Quem trabalha na empresa da família sente o peso de ser um “Messi”

A Argentina, eliminada da Copa, discute se compensa ter um time inteiro em função de um  jogador.


Acho que não compensa concentrar muita responsabilidade em uma ou em poucas pessoas,  nem no futebol, nem na administração de empresas.


O problema é que a cultura reinante da empresa familiar, sobretudo em países latinos, é de  total veneração ao dono, que acaba tendo o mesmo grau de exposição de um Messi, ou  Neymar.


Por ter vivido isso na pele, dou aqui algumas dicas a quem é executivo e tem sangue de dono.

1. você será cobrado e procurado como Messi sem necessariamente bater aquele bolão  todo, portanto, trabalhar na empresa familiar exige ser muito bom em muita coisa – e  não parar de melhorar.

2. A maioria das pessoas vai puxar o seu saco, concordar, rir das suas piadas… O risco é  você confundir as coisas e achar que é mérito seu, ou ainda pior, aprender a gostar e  se alimentar disso.
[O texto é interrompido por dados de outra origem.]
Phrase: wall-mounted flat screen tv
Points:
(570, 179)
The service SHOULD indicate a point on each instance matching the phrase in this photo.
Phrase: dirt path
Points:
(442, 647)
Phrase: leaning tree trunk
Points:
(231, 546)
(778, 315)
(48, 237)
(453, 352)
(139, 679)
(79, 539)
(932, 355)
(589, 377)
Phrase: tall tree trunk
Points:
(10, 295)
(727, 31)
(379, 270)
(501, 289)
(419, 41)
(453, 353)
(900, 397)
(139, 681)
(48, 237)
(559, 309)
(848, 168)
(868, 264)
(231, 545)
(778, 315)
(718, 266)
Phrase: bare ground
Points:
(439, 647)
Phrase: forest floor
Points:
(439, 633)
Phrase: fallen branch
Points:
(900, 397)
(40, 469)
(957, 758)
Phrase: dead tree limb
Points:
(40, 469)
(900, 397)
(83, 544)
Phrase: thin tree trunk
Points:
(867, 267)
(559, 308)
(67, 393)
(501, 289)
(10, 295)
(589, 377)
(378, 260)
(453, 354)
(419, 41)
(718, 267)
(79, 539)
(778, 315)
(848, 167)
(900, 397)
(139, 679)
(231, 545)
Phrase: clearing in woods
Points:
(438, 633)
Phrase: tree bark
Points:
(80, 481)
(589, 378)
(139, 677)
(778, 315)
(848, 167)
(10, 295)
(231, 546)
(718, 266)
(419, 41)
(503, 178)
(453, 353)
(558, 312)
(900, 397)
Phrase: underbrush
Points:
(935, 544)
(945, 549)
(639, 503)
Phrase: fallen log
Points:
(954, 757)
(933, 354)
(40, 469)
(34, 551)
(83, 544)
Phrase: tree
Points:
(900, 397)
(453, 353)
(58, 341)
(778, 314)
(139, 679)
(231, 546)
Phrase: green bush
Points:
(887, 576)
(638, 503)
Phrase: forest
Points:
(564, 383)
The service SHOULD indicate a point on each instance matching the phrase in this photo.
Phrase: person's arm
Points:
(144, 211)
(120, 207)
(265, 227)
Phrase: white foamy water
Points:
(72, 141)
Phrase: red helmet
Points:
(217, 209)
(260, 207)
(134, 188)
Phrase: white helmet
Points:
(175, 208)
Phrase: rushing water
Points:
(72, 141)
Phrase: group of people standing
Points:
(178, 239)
3. Trabalhe a cada dia para a empresa não girar em torno de você. Desenvolva pessoas e  processos capazes de funcionar, de decidir de forma autônoma.

4. Já tem holofote demais em você, deixe os outros brilharem, aparecerem.

Mesmo que você faça tudo isso com diligência, ainda assim você continuará a ser o centro  das atenções. Combata isso, pelo bem da sua individualidade e da sua empresa.